Também há vantagens em realizar a operação com notas comerciais pelo Regime Fácil, como governança, padronização e liquidez. Danilo Henrique Zanichelli, do Abe Advogados, diz que a emissão da nota comercial no Regime Fácil tende a aumentar a eficiência da operação. “O Fácil impõe padrões mínimos de governança e transparência definidos pela própria CVM, reduzindo a assimetria de informação e custos de negociação”, afirma Zanichelli.

Manuel Eduardo Borges, sócio do PGBR Advogados especialista em direito tributário, observa que, no novo regime, a empresa continua se beneficiando de rito simplificado de emissão da dívida corporativa, inclusive da própria nota comercial. Na visão do advogado, a empresa terá, no ambiente recém-criado, menor exigência e custos com compliance, governança e divulgação ao mercado, que são compatíveis com o porte da companhia emissora.

“A oferta pública no âmbito do Fácil amplia fortemente o público-alvo de investidores e permite custos e condições de captação mais competitivas, especialmente para as emissões subsequentes, quando o mercado já contará com histórico de captação pela mesma empresa”, analisa Borges.

Não há diferenciação jurídica entre as notas comerciais, atualmente emitidas, e a da operação da Mais Mu no âmbito do Regime Fácil, diz Paula Taira Horiuti, sócia do Gasparini, Barbosa e Freire Advogados, especialista em M&A societário.

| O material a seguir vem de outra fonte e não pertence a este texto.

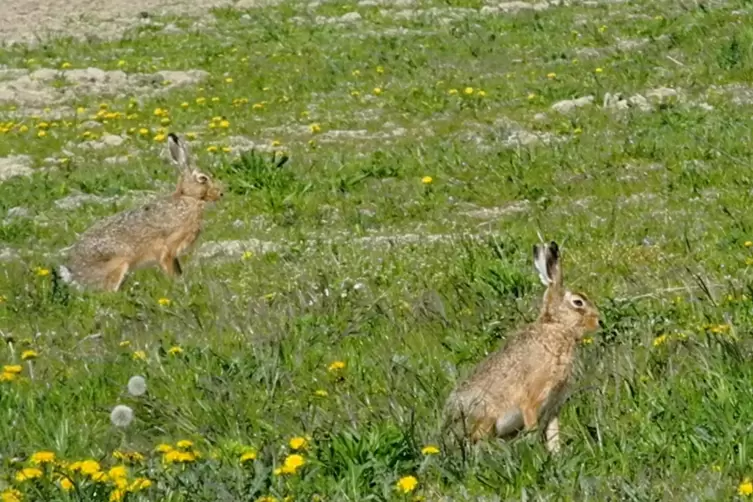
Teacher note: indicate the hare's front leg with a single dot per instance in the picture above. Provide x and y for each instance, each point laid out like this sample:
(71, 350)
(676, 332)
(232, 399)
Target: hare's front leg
(170, 264)
(116, 274)
(553, 435)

Horiuti ressalta que o Regime Fácil surge como uma nova alternativa para potencialmente diminuir custos de transação e de conformidade para empresas de menor porte.

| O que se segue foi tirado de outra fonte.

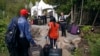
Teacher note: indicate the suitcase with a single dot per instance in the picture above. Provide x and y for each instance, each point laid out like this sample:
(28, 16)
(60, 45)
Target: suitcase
(74, 29)
(46, 47)
(55, 52)
(46, 50)
(36, 51)
(69, 28)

“Em uma oferta pública de notas comerciais, atualmente é necessário o coordenador da oferta. Pelo Regime Fácil (quando a oferta for destinada somente a investidores profissionais ou no caso de oferta direta), o coordenador da oferta pode ser dispensado, o que vai baratear o acesso ao crédito das empresas de menor porte”, detalha.

Rodrigo Amato, CEO da Laqus, empresa depositária de valores mobiliários e concorrente da B3, observa que o Regime Fácil oferece mais oportunidades para as empresas de médio porte na emissão de ações para captação de recursos e oferta de ações no mercado secundário. Para dívida corporativa, Amato lista formatos mais atraentes para esse segmento de empresas fora de um ambiente supervisionado pela CVM.

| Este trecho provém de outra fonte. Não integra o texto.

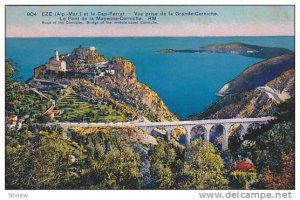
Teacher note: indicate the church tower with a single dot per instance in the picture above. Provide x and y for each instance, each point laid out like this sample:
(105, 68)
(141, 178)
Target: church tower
(56, 55)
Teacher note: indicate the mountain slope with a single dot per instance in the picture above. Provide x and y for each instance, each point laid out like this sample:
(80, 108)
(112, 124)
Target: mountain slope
(259, 74)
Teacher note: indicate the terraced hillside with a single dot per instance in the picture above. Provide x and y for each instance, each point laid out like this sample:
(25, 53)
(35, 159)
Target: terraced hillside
(78, 109)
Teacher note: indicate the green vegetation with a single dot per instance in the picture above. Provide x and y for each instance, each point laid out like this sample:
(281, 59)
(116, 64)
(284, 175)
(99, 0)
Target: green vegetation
(271, 149)
(44, 160)
(77, 109)
(20, 100)
(199, 166)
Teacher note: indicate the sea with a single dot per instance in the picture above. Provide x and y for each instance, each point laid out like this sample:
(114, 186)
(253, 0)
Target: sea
(186, 82)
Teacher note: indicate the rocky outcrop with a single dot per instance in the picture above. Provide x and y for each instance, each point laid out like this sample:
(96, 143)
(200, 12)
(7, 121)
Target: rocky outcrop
(121, 88)
(258, 74)
(124, 87)
(247, 50)
(252, 103)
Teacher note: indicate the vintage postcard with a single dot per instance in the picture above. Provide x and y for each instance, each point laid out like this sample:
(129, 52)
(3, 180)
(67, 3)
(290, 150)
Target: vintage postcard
(150, 97)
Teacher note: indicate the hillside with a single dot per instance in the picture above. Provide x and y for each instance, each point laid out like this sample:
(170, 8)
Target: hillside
(258, 74)
(247, 50)
(121, 89)
(251, 103)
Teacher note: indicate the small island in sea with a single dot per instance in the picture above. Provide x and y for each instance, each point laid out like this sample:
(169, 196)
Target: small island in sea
(235, 48)
(110, 131)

“Para dívida corporativa, há meios mais interessantes como a cessão de duplicatas para Fundos de Investimento em Direitos Creditórios (FIDCs), uso de debêntures ou notas comerciais sob o rito de ofertas privadas, emissões menores sob o regime da Resolução CVM 88 – que regula o ambiente de ‘crowdfunding’, que é o investimento participativo”, afirma.

Em um cálculo feito com exclusividade para o Valor, o Itaú estima que, para emissão de uma dívida entre R$ 20 e R$ 50 milhões no Regime Fácil, a empresa deve desembolsar aproximadamente R$ 100 mil e R$ 150 mil, entre despesas com a central depositária, agente fiduciário, liquidante, escriturador e a assessoria do banco. O valor ainda incluirá o spread baseado no risco de crédito da companhia.

Gabriela Denadai, diretora executiva do Itaú, estima que existam cerca de 20 mil grupos econômicos no Itaú que atendem ao critério básico para se tornarem sociedades anônimas no Regime Fácil, que são empresas com faturamento abaixo de R$ 500 milhões. Na visão da executiva, a transição para o regime exige uma mudança de cultura corporativa. A empresa precisa considerar a organização financeira como um valor.

“A empresa deve se preparar internamente olhando não apenas a parte financeira, mas o operacional e contratos; além de estar disposta a dar acesso a um mercado irrestrito de investidores. Isso leva tempo e requer auditoria externa independente”, diz Denadai.